HER ŞEYİ BİLEN ADAM
Catherine David
1400’lü yılların ikinci yarısındayız.Yunan,Latin,Arap düşünsel/entelektüel birikiminin Kıta Avrupası’na ulaşmasında köprü olan İtalya mekanımız.Henüz 10 yaşında iken Papalık Başnoterliğine atanacak denli bilgili,zeki ve soylu,servetini kadim İbrani,Yunan parşömenlerini elde etmek uğruna harcayacak ve seyahatlerinde atlı muhafız alayı ile birlikte kütüphanesini de yanında taşıyacak kadar bilgiye aç,bir soylunun eşi olan sevdiği kadını atının terkisine atıp kaçıracak ve onu kocasına geri vermektense ufak bir meydan savaşına neden olacak denli gözüpek,tutkulu ve aşık,yazdıklarıyla Engizisyon’un takibatına uğrayacak ve ülkesini terketmeyi göze alacak denli aydın birisi kahramanımız Pico Della Mirandola
İtalya ve özellikle Floransa salt sanatta değil bilimde de Rönesans’ı yaşamaktadır ve Medici’lerin aydın sultası altında filizlenen “erken”aydınlanma’nın karşısında popülist demagog bağnaz Savonarola ve taraftarları vardır.Hristiyan inancınının kökenlerini, daha önce yaşamış İbrani,Mısır vb. kadim inançlara bağlayan söyleviyle Engizisyon’un öfkesini çeken Mirandola,nüfuzlu dost ve akrabalarının araya girmesiyle afaroz edilmekten kurtulduysa da Fransa’ya kaçmak zorunda kalmış ve burada kısa bir süre hapsedilmiştir.
Ülkesine dönen Mirandola,eski dostu bağnaz Savoranola’nın,popülist spekülasyonlarıyla yığınları etkisi altında tuttuğunu görmekte ve geleceğe kuşkuyla bakmaktadır.Sanat ve bilimde yaşanan Rönesans tehlikede midir,Floransa ve İtalya artık geçmişte kaldığı düşünülen Katolik taassubun Dominiken versiyonu ile tekrar karanlıklara mı gömülmektedir?

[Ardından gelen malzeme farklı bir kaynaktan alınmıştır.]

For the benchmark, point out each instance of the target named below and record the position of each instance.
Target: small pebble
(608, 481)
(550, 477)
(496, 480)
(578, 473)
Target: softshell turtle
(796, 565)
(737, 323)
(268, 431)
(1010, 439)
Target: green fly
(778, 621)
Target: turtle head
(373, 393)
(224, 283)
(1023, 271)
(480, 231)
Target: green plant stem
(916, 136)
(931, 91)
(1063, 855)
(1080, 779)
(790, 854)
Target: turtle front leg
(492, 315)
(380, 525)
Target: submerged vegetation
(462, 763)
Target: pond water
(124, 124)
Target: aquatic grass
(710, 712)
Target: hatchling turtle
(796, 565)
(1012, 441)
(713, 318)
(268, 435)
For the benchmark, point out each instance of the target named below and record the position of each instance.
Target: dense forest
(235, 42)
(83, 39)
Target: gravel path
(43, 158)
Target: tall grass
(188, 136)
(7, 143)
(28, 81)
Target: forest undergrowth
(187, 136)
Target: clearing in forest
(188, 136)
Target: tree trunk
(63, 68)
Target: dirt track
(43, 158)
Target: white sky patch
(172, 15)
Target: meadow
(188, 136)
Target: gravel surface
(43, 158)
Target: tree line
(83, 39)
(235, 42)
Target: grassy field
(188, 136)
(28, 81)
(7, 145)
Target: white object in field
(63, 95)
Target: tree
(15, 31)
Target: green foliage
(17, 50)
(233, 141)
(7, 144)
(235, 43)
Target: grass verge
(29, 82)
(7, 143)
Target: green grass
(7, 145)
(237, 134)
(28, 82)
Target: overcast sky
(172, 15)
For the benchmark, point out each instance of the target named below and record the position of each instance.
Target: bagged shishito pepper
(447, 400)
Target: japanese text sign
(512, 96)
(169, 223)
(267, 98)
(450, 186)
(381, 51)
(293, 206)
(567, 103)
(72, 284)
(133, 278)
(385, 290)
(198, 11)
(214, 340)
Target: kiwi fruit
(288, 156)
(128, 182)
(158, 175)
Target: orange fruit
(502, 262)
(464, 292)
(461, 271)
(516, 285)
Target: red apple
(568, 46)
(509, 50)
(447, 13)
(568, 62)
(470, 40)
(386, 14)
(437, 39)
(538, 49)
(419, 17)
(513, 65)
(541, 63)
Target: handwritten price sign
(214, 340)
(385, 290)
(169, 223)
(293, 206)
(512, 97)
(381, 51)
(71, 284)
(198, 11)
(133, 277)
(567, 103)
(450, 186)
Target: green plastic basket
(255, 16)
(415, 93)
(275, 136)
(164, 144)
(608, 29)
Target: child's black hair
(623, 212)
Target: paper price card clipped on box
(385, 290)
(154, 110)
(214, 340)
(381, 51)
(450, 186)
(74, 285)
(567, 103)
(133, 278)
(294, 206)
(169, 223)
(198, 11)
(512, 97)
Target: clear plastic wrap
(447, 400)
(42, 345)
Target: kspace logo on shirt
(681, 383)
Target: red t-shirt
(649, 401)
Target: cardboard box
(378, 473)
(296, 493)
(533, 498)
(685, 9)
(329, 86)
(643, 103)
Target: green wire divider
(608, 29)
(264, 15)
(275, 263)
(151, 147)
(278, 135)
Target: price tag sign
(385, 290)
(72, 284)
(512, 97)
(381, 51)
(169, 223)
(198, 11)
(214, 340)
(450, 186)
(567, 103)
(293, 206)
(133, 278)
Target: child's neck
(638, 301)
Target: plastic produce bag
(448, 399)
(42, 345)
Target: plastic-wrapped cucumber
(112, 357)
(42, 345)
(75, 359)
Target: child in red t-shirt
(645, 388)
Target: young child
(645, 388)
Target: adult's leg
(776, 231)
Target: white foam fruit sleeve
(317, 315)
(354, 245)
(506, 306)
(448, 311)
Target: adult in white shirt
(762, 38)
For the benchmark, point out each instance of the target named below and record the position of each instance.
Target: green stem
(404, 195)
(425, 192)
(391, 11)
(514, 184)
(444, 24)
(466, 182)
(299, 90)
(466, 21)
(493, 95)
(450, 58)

Fransa’da bulunduğu dönemde dostluğunu kazandığı Fransa Kralı VIII.Charles’in Floransa’ya ordusuyla birlikte girdiği gün ölür Mirandola,zehirlenerek öldürülmüştür.Sadık dostu ve sekreteri Cristoforo Casalmaggiore Kutsal Engizisyon önünde ve işkence altında itiraf eder,etmek zorunda kalır uzun bir süreden beri Dominiken manastırında sıkı bir kontrol altında tutulmakta olan Mirandola’yı zehirlediğini.Peki ya gerçek nedir?
Rönesans İtalyası’na bir göz gezdirmeye ne dersiniz,günümüz hünamizmasının düşünsel kaynaklarından bir deha’nın yaşamı çekmez mi ilginizi?